We use quantifiers when we want to give someone information about the number of something: how much or how many.

Sometimes we use a quantifier in the place of a determiner:

Most children start school at the age of five.
We ate some bread and butter.
We saw lots of birds.

We use these quantifiers with both count and uncount nouns:


all any enough less a lot of lots of
more most no none of some  


and some more colloquial forms:


plenty of heaps of a load of loads of tons of  etc.


Some quantifiers can be used only with count nouns:


both each either (a) few fewer neither several


and some more colloquial forms:


a couple of hundreds of thousands of etc.

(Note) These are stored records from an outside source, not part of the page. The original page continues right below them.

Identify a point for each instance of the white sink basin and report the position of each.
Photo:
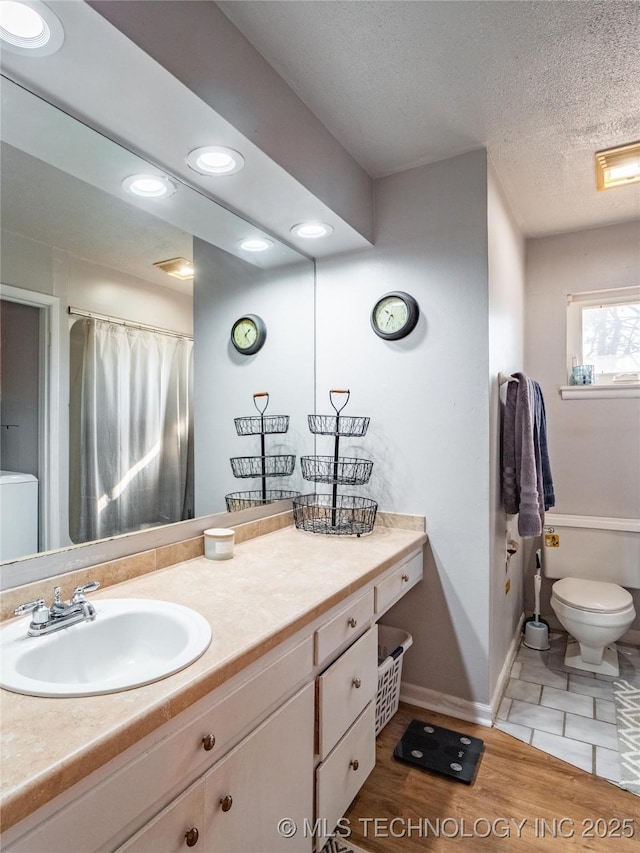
(131, 642)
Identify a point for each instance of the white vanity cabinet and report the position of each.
(237, 806)
(290, 735)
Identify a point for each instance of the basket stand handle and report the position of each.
(264, 394)
(333, 391)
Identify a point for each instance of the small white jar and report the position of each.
(218, 543)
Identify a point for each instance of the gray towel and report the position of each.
(522, 467)
(541, 438)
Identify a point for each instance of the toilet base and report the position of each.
(609, 665)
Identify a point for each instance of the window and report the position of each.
(603, 329)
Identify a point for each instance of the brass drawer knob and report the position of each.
(191, 836)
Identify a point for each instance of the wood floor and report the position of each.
(521, 800)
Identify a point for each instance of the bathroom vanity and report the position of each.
(260, 744)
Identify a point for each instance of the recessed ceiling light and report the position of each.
(215, 160)
(255, 244)
(617, 167)
(177, 267)
(311, 230)
(29, 28)
(149, 186)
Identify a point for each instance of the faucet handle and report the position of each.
(79, 591)
(38, 608)
(28, 607)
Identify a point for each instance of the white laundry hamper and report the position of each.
(392, 644)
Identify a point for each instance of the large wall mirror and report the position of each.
(73, 239)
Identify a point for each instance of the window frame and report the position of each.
(576, 302)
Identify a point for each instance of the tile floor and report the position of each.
(563, 711)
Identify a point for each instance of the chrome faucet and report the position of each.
(61, 614)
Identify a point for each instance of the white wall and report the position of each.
(594, 445)
(226, 288)
(506, 342)
(428, 399)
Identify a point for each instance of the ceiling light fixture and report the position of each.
(255, 244)
(29, 28)
(311, 230)
(215, 160)
(149, 186)
(177, 267)
(617, 167)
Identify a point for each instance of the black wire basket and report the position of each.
(263, 466)
(255, 425)
(246, 500)
(344, 515)
(343, 470)
(338, 425)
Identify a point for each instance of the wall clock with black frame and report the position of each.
(395, 315)
(248, 334)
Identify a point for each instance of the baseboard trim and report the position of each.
(503, 678)
(464, 709)
(443, 703)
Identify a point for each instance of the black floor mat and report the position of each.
(442, 750)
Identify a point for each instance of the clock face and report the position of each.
(394, 315)
(248, 334)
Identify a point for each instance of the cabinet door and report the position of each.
(345, 688)
(176, 829)
(344, 772)
(268, 777)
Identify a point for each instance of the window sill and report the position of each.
(599, 392)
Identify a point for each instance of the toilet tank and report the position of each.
(18, 515)
(593, 548)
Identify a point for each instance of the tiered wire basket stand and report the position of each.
(263, 466)
(347, 515)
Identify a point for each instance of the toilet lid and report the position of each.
(596, 596)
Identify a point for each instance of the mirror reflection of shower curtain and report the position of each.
(131, 429)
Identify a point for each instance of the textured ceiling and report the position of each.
(542, 85)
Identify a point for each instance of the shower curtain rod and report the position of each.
(93, 315)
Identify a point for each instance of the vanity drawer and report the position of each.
(344, 627)
(170, 831)
(340, 777)
(126, 797)
(398, 582)
(345, 688)
(221, 724)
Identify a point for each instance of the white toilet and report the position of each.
(594, 559)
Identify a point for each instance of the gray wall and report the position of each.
(20, 384)
(594, 444)
(428, 399)
(32, 266)
(506, 344)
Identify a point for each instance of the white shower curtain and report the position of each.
(131, 456)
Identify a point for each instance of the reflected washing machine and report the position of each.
(18, 515)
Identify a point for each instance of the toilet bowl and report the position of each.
(595, 614)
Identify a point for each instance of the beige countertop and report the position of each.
(274, 586)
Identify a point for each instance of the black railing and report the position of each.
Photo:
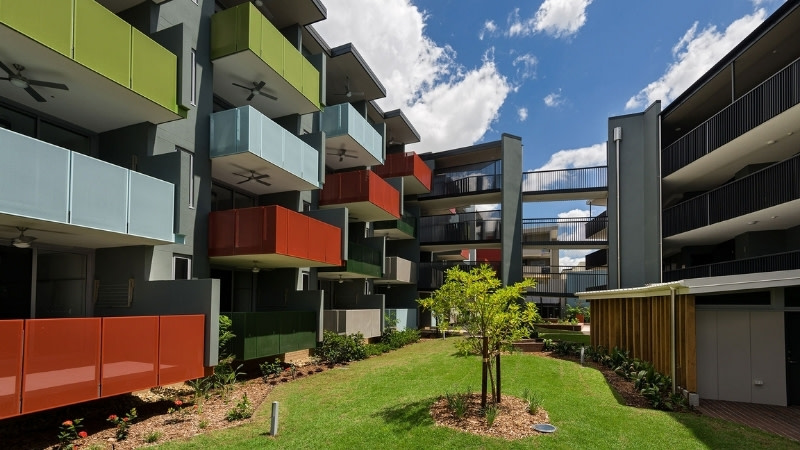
(771, 186)
(767, 263)
(444, 184)
(597, 259)
(772, 97)
(565, 180)
(563, 230)
(563, 280)
(463, 227)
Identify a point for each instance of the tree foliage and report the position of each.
(484, 308)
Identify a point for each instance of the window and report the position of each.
(193, 78)
(181, 267)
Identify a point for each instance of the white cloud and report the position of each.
(557, 18)
(526, 65)
(693, 55)
(489, 27)
(554, 99)
(451, 106)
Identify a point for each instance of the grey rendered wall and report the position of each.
(635, 259)
(511, 244)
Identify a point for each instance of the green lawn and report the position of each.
(383, 403)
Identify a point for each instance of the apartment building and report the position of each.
(703, 201)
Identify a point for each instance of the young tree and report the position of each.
(493, 315)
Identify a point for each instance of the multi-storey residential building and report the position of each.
(703, 196)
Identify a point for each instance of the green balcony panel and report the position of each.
(102, 41)
(153, 71)
(46, 21)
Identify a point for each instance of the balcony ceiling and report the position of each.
(780, 217)
(224, 168)
(66, 235)
(753, 147)
(246, 68)
(93, 101)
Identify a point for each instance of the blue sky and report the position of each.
(549, 71)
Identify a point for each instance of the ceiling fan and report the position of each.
(347, 92)
(23, 82)
(254, 176)
(255, 89)
(342, 154)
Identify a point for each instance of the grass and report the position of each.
(384, 403)
(564, 335)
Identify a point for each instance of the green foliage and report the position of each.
(242, 410)
(337, 349)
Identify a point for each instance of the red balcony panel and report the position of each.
(129, 354)
(221, 232)
(181, 345)
(10, 366)
(62, 362)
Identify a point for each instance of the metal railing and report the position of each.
(571, 230)
(773, 185)
(772, 97)
(565, 180)
(463, 227)
(766, 263)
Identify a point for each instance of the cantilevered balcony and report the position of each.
(766, 114)
(246, 48)
(417, 176)
(766, 263)
(271, 237)
(402, 228)
(103, 60)
(251, 151)
(350, 141)
(764, 200)
(67, 198)
(262, 334)
(563, 232)
(565, 184)
(369, 197)
(104, 357)
(455, 231)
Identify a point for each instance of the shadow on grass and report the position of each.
(406, 416)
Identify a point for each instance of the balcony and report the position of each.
(766, 102)
(398, 271)
(564, 232)
(103, 61)
(262, 334)
(245, 143)
(70, 199)
(105, 357)
(369, 197)
(454, 231)
(417, 176)
(349, 321)
(246, 48)
(271, 237)
(772, 191)
(758, 264)
(350, 141)
(565, 184)
(403, 228)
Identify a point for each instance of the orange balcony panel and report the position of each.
(129, 354)
(181, 345)
(10, 366)
(62, 362)
(418, 176)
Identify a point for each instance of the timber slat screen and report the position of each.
(641, 325)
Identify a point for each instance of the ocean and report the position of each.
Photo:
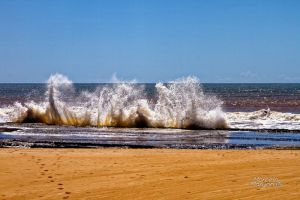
(180, 114)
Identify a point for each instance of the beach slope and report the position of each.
(149, 174)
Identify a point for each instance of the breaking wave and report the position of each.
(178, 104)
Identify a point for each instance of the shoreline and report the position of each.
(113, 173)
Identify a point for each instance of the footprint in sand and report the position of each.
(60, 186)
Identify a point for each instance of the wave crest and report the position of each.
(179, 104)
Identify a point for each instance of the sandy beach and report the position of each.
(149, 174)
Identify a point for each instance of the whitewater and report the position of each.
(179, 104)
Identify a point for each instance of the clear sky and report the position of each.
(153, 40)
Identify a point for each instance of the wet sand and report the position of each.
(149, 174)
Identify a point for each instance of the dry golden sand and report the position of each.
(148, 174)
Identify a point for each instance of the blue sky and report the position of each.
(153, 40)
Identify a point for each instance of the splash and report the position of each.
(178, 104)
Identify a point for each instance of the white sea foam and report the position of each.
(180, 104)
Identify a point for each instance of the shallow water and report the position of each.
(150, 115)
(40, 135)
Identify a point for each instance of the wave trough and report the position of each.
(178, 104)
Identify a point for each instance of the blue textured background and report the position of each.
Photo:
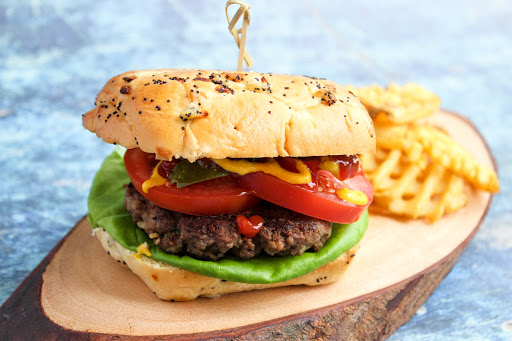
(56, 56)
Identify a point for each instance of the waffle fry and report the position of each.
(418, 171)
(397, 105)
(404, 189)
(446, 152)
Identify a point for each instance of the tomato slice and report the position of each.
(212, 197)
(307, 199)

Some quantifiers can be used only with uncount nouns:


a little (not) much a bit of


And, particularly with abstract nouns such as time, money, trouble, etc:, we often use:


a great deal of a good deal of


Members of groups

You can put a noun after a quantifier when you are talking about members of a group in general…

Few snakes are dangerous.
Both brothers work with their father.
I never have enough money.

…but if you are talking about a specific group of people or things, use of the … as well

Few of the snakes are dangerous.
All of the children live at home.
He has spent all of his money.

Note that, if we are talking about two people or things we use the quantifiers both, either and neither:


One supermarket Two supermarkets* More than two supermarkets

The supermarket was closed

The supermarket wasn't open

I don’t think the supermarket was open.

Both the supermarkets were closed.

Neither of the supermarkets was open.

I don’t think either of the supermarkets was open.

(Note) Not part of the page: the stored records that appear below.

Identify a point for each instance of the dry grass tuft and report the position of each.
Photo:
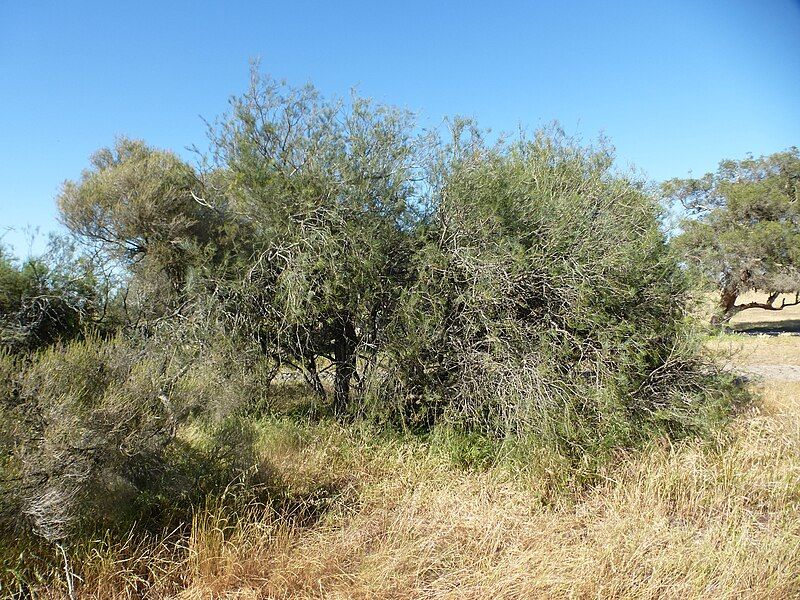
(366, 517)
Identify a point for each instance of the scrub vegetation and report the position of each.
(339, 356)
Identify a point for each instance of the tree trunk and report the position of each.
(311, 375)
(344, 354)
(727, 307)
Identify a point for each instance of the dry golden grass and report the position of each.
(394, 518)
(691, 521)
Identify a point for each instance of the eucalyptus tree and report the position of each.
(743, 230)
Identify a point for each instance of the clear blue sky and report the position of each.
(675, 85)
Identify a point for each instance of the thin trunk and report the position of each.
(311, 375)
(344, 354)
(727, 307)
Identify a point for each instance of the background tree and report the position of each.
(743, 229)
(137, 208)
(48, 298)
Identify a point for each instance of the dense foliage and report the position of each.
(510, 290)
(743, 230)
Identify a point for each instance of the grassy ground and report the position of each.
(379, 517)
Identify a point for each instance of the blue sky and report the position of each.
(676, 86)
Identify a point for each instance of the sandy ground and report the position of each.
(764, 344)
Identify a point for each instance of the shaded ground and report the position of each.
(763, 344)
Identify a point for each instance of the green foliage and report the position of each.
(42, 301)
(744, 233)
(510, 298)
(545, 301)
(326, 190)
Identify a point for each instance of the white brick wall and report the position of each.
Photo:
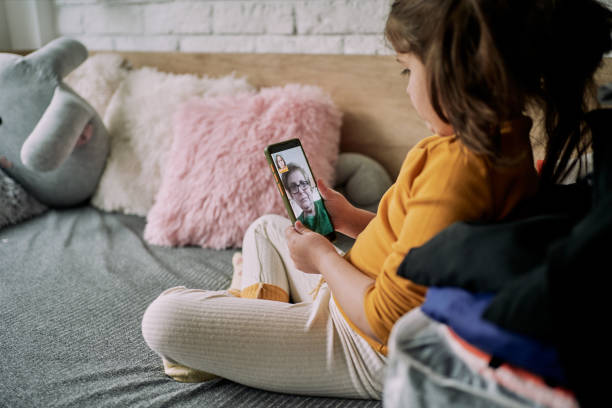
(286, 26)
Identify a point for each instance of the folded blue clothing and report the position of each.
(462, 311)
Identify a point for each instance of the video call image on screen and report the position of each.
(299, 183)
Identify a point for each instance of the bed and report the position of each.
(75, 282)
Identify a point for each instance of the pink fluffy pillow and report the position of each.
(217, 181)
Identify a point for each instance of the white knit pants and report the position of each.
(302, 348)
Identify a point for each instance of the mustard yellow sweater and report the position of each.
(440, 182)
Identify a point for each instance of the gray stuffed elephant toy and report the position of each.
(52, 142)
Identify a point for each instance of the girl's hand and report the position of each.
(337, 205)
(307, 248)
(346, 218)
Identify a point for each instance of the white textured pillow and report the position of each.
(139, 120)
(97, 79)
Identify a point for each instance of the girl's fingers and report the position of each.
(323, 189)
(299, 227)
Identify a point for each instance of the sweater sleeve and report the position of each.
(451, 185)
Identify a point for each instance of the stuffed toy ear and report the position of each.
(59, 56)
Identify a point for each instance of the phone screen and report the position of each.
(302, 197)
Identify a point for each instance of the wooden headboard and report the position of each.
(379, 120)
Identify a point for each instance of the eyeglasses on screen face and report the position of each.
(303, 185)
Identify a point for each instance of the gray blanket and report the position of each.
(73, 287)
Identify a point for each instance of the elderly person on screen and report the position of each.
(301, 189)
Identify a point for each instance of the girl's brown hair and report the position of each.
(488, 60)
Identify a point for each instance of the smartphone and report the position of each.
(298, 188)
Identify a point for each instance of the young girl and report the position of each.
(473, 67)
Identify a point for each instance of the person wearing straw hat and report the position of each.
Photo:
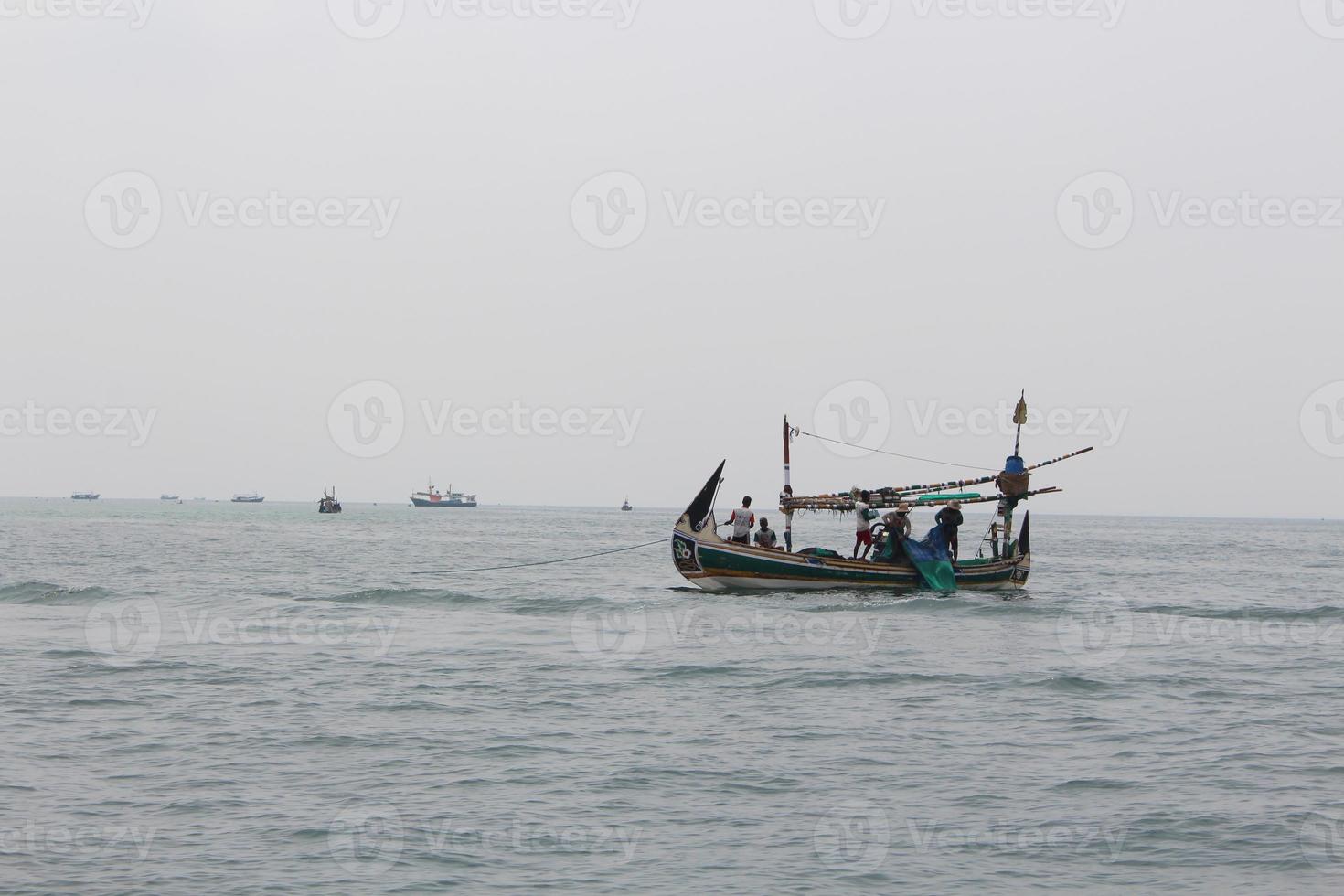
(951, 518)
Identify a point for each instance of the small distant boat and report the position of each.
(436, 498)
(329, 503)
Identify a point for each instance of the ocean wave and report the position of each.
(53, 594)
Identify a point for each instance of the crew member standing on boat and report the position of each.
(951, 518)
(863, 526)
(742, 520)
(897, 526)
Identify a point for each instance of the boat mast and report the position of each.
(788, 489)
(1014, 465)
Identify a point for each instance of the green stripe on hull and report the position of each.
(726, 563)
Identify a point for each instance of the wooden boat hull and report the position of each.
(709, 561)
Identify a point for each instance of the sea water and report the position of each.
(214, 698)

All the supermarkets were closed

None of the supermarkets were open

I don't think any of the supermarkets were open


*Nouns with either and neither have a singular verb.

Singular quantifiers:

We use every or each with a singular noun to mean all:


There was a party in every street.  = There were parties in all the streets.
Every shop was decorated with flowers.  = All the shops were decorated with flowers.
Each child was given a prize.  = All the children were given a prize.
There was a prize in each competition.  = There were prizes in all the competitions.

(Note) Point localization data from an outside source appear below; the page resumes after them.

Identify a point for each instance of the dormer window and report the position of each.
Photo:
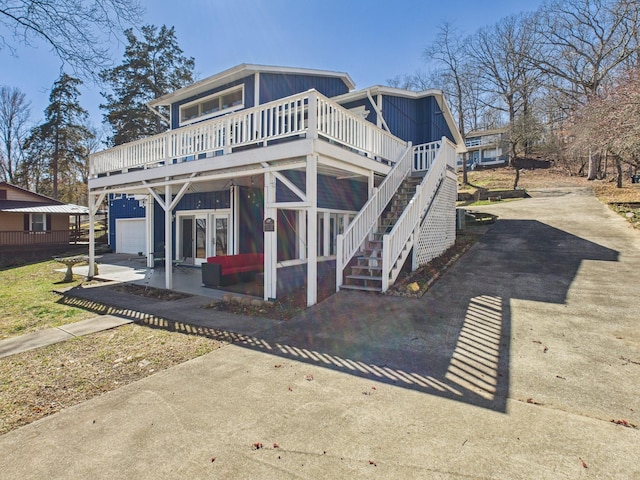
(212, 106)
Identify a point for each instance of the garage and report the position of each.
(130, 235)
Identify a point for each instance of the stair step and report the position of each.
(366, 267)
(360, 287)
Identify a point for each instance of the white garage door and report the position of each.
(130, 235)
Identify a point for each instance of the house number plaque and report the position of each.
(269, 225)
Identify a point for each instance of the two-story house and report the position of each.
(291, 163)
(486, 148)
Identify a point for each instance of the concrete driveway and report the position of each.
(522, 362)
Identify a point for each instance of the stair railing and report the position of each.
(349, 242)
(394, 242)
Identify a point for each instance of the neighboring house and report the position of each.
(28, 218)
(292, 163)
(486, 148)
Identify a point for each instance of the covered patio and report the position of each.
(123, 268)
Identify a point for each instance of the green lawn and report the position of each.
(28, 303)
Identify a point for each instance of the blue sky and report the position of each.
(372, 41)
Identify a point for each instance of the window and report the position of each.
(37, 223)
(214, 105)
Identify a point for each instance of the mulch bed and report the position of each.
(150, 292)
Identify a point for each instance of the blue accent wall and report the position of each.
(190, 201)
(416, 120)
(274, 86)
(123, 207)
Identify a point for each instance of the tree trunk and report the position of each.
(517, 179)
(593, 167)
(619, 170)
(465, 176)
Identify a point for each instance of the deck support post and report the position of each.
(94, 204)
(150, 233)
(168, 239)
(270, 237)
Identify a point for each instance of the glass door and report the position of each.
(221, 235)
(200, 239)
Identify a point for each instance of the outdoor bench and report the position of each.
(229, 269)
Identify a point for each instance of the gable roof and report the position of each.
(238, 72)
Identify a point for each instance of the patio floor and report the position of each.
(118, 267)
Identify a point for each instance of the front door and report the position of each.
(203, 235)
(221, 235)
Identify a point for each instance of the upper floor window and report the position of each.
(212, 106)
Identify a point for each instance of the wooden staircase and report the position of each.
(365, 270)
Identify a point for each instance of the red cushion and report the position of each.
(243, 262)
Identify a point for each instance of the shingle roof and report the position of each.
(35, 207)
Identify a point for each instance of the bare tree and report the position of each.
(78, 31)
(449, 51)
(501, 54)
(585, 43)
(14, 115)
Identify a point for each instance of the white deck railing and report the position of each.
(424, 155)
(394, 242)
(309, 113)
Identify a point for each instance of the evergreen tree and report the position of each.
(153, 66)
(57, 148)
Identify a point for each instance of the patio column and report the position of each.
(94, 204)
(92, 237)
(150, 231)
(270, 228)
(312, 229)
(168, 239)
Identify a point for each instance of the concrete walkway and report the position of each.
(49, 336)
(520, 363)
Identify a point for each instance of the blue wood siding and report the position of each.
(191, 201)
(277, 85)
(123, 207)
(372, 116)
(400, 113)
(432, 124)
(334, 194)
(249, 89)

We often use every to talk about times like days, weeks and years:

When we were children we had holidays at our grandmother’s every year.
When we stayed at my grandmother’s house we went to the beach every day.
We visit our daughter every Christmas.

BUT: We do not use a determiner with every and each. We do not say:

The every shop was decorated with flowers.
The each child was given a prize.


Choose the correct quantifier




Hello suliman ali 2000,

We use 'both' when we are talking about two things and 'all' when we have three or more:

Both cars have ABS. [we are talking about two cars]

All of the cars are black. [we are talking about a group of cars of three or more]

All mammals have warm blood. [we are talking about every mammal without exception]


Best wishes,


The LearnEnglish Team

Please let me know why didn't you put the preposition''of'' between All and The in the sentences in the second and third columns which are about the supermarkets...??
And thank you

Hello suliman ali 2000,

You can say 'all of the supermarkets' instead of 'all the supermarkets' and that is correct. The second column doesn't have 'all' in any sentence. Or do you see something different?

All the best,
The LearnEnglish Team

Hello again,
the example mentioned above "None of the supermarkets were open" we consider this sentence as informal otherwise it would be "None of the supermarkets was open" ?

and if I had to choose between the 2 options in an exam, shall I go for the formal ?
Best wishes,

Hello Imenouaer,

'None' can have a singular or plural meaning.

When it means 'not one' it is followed by a singular verb.

When it means 'not any' it is followed by a plural verb.

In the sentence you quote both of these are possible. Which the speaker uses is a choice here, not a question of formality.


Best wishes,


The LearnEnglish Team

" Neither of the two girls is my sisters."
sir, Is this sentence correct?

Hello Hanish bhati,

The sentence is almost correct. You need to change 'sisters' to 'sister' and then it will be correct.


Best wishes,


The LearnEnglish Team

When we are talking about ants, ants in general is an uncount noun or a count nount?

Hello ichimurohot,

You're welcome to write to us, but I'd say the best thing you can do when you have a question like this is look up the word in the dictionary. If you look at the entry for 'ant' in the Cambridge Dictionary, you'll see that it's a count noun the letter 'C' means 'count noun'. 'ants' would of course be the plural form, and if a word has a plural form, it must be a count noun.

All the best,
The LearnEnglish Team

Hi! The last question in the activity is Can you give me some advice? Although we hear people say an advice all the time. Why is an advice wrong? I explained to my students that advice is a non-count noun- you say a piece of advice, a sound advice.